Credits Overview Plotting Styles Commands Terminals

set datafile missing

Syntax:

      set datafile missing "<string>"
      set datafile missing NaN
      show datafile missing
      unset datafile

The set datafile missing command tells gnuplot there is a special string used in input data files to denote a missing data entry. There is no default character for missing. Gnuplot makes a distinction between missing data and invalid data (e.g. "NaN", 1/0.). For example invalid data causes a gap in a line drawn through sequential data points; missing data does not.

Non-numeric characters found in a numeric field will usually be interpreted as invalid rather than as a missing data point unless they happen to match the missing string.

Conversely set datafile missing NaN causes all data or expressions evaluating to not-a-number (NaN) to be treated as missing data.
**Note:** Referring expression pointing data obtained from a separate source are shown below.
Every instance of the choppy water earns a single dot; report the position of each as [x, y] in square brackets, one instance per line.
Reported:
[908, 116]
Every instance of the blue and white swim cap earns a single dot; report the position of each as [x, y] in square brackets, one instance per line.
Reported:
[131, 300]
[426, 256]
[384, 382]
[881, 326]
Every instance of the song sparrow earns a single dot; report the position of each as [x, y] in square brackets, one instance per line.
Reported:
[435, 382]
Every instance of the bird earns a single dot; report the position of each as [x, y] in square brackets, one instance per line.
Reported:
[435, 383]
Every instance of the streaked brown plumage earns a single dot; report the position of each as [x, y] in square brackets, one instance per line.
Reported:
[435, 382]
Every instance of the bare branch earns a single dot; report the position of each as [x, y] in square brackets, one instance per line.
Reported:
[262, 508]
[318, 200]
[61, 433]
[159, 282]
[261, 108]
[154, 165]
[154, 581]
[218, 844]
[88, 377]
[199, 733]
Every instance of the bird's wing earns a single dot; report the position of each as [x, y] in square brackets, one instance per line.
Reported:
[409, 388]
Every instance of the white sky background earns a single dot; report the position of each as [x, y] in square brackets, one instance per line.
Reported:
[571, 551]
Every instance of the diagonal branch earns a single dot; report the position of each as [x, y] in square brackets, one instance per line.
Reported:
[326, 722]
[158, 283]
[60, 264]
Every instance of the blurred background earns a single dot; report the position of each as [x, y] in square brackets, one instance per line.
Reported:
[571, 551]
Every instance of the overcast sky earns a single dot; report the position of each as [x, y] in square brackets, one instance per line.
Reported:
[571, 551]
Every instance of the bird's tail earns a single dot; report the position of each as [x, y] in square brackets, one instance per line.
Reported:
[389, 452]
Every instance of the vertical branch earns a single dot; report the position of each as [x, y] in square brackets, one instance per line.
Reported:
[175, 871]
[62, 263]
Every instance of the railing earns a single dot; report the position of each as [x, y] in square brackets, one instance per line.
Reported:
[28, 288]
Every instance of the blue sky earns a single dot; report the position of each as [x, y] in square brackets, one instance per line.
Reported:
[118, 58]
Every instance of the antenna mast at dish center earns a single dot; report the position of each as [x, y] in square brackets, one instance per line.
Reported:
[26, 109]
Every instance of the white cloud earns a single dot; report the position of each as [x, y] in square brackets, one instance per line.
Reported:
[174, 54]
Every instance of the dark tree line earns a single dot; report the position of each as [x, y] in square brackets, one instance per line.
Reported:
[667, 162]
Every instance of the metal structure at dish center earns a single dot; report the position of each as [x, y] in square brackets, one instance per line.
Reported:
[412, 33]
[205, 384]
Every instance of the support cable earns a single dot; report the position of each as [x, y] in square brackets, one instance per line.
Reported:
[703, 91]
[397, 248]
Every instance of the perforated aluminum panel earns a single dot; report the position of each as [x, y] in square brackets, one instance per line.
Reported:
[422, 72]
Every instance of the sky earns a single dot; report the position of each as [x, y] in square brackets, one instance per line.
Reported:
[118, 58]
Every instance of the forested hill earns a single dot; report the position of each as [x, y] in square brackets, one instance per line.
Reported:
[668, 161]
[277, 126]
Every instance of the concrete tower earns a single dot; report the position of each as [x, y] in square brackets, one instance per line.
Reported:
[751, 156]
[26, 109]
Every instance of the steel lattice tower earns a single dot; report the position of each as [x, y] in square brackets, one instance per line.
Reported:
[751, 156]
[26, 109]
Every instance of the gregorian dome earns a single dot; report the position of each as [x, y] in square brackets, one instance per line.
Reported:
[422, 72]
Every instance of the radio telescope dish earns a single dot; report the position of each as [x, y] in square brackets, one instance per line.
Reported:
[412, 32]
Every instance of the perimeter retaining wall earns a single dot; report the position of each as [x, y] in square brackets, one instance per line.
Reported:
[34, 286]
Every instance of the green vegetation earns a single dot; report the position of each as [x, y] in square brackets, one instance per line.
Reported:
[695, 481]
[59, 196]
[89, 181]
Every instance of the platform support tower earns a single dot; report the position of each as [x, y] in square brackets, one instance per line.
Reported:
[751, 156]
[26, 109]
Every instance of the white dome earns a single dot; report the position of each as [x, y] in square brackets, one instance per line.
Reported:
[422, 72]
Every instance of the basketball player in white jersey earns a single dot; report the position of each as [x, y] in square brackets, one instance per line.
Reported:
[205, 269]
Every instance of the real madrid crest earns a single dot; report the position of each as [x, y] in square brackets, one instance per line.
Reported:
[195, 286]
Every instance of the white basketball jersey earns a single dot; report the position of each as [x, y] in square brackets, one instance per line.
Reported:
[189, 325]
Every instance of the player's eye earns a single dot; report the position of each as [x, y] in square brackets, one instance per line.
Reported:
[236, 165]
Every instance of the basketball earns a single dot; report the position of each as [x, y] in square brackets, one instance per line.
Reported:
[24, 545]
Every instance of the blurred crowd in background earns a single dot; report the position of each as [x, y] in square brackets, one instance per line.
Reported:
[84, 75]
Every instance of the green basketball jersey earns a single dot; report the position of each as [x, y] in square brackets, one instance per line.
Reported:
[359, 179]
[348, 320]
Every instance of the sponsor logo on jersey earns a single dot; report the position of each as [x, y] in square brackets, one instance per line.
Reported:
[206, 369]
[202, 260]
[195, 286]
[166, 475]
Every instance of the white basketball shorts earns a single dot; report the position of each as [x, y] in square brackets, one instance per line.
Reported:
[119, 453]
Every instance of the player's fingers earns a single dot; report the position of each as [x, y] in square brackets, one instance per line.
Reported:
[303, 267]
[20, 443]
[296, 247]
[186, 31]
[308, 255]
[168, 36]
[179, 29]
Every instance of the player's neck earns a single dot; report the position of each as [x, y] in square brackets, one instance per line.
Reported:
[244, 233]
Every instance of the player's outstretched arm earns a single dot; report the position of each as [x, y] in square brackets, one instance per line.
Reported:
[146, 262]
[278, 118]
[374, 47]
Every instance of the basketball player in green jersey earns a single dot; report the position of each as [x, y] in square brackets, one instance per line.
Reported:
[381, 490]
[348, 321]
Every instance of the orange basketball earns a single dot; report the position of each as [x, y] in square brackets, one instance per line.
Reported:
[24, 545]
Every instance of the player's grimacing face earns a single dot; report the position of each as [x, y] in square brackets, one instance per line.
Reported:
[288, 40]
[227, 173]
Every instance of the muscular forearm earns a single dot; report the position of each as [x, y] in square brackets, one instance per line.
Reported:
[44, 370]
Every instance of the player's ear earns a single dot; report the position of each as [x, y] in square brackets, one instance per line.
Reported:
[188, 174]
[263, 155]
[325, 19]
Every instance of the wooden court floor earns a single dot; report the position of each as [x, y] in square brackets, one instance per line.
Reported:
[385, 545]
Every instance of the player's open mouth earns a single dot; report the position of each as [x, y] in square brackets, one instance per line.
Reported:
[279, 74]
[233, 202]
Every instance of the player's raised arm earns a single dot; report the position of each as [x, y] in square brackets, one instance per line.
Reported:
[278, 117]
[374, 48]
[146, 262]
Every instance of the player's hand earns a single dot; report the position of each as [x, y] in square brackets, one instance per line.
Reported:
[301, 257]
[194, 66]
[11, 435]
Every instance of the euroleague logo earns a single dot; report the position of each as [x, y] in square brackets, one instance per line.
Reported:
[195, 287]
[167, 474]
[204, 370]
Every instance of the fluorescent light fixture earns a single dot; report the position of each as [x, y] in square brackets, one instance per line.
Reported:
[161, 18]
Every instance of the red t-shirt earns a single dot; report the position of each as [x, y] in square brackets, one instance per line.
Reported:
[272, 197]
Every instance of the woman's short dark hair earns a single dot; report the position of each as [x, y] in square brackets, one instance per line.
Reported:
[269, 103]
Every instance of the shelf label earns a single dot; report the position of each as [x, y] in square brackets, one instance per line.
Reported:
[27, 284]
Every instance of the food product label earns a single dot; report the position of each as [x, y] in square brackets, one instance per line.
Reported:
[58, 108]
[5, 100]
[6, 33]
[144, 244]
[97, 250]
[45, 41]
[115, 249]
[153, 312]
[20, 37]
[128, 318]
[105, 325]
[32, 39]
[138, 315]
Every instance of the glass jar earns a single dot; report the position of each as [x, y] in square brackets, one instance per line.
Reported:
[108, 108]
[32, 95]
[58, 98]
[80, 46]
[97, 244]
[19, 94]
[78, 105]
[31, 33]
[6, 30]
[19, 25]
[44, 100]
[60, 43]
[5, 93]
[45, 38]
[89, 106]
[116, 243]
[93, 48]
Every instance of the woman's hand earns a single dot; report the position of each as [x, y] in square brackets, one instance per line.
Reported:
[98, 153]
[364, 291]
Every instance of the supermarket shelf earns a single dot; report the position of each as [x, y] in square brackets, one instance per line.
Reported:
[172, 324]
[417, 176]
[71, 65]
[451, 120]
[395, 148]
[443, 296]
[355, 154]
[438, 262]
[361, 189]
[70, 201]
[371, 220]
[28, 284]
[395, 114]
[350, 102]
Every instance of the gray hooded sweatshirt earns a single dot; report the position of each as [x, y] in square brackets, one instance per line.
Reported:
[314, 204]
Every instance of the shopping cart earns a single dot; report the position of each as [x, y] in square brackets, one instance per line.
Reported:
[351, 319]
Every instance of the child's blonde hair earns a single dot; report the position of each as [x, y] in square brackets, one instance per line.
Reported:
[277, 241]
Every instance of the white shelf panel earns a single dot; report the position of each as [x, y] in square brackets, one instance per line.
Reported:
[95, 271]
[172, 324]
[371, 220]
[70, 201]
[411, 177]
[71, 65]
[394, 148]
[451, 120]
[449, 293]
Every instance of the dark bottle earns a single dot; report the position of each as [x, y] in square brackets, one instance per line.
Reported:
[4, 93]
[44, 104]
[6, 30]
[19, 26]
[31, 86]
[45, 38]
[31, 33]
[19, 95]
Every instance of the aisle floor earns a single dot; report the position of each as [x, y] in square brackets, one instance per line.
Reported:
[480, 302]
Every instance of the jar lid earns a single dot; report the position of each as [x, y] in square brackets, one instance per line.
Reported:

The example below shows differences between gnuplot version 4 and version 5.

figure_missing

Example:

      set style data linespoints
      plot '-' title "(a)"
         1 10
         2 20
         3 ?
         4 40
         5 50
         e
      set datafile missing "?"
      plot '-' title "(b)"
         1 10
         2 20
         3 ?
         4 40
         5 50
         e
      plot '-' using 1:2 title "(c)"
         1 10
         2 20
         3 NaN
         4 40
         5 50
         e
      plot '-' using 1:($2) title "(d)"
         1 10
         2 20
         3 NaN
         4 40
         5 50
         e
 

Plot (a) differs in gnuplot 4 and gnuplot 5 because the third line contains only one valid number. Version 4 switched to a single-datum-on-a-line convention that the line number is "x" and the datum is "y", erroneously placing the point at(2,3).

Both the old and new gnuplot versions handle the same data correctly if the '?' character is designated as a marker for missing data (b).

Old gnuplot versions handled NaN differently depending of the form of the using clause, as shown in plots (c) and (d). Gnuplot now handles NaN the same whether the input column was specified as N or ($N). See also the imageNaN demo.

Starting with version 5.4, gnuplot notices a missing value flag in column N when the using specifier in a plot command directly refers to the column as using N, using ($N), or using (function($N)). In these cases of direct reference the expression, e.g. func($N), is not evaluated at all. This is to forestall floating point errors or other side effects that would cause the program to stop with an error.

The current gnuplot version also notices direct references of the form (column(N)), and it notices during evaluation if the expression depends even indirectly on a column value flagged "missing".

In all these cases the program treats the entire input data line as if it were not present at all. However if an expression depends on a data value that is truly missing (e.g. an empty field in a csv file) it may not be caught by these checks. If it evaluates to NaN it will be treated as invalid data rather than as a missing data point. If you want to treat such invalid data the same as missing data, use the command set datafile missing NaN.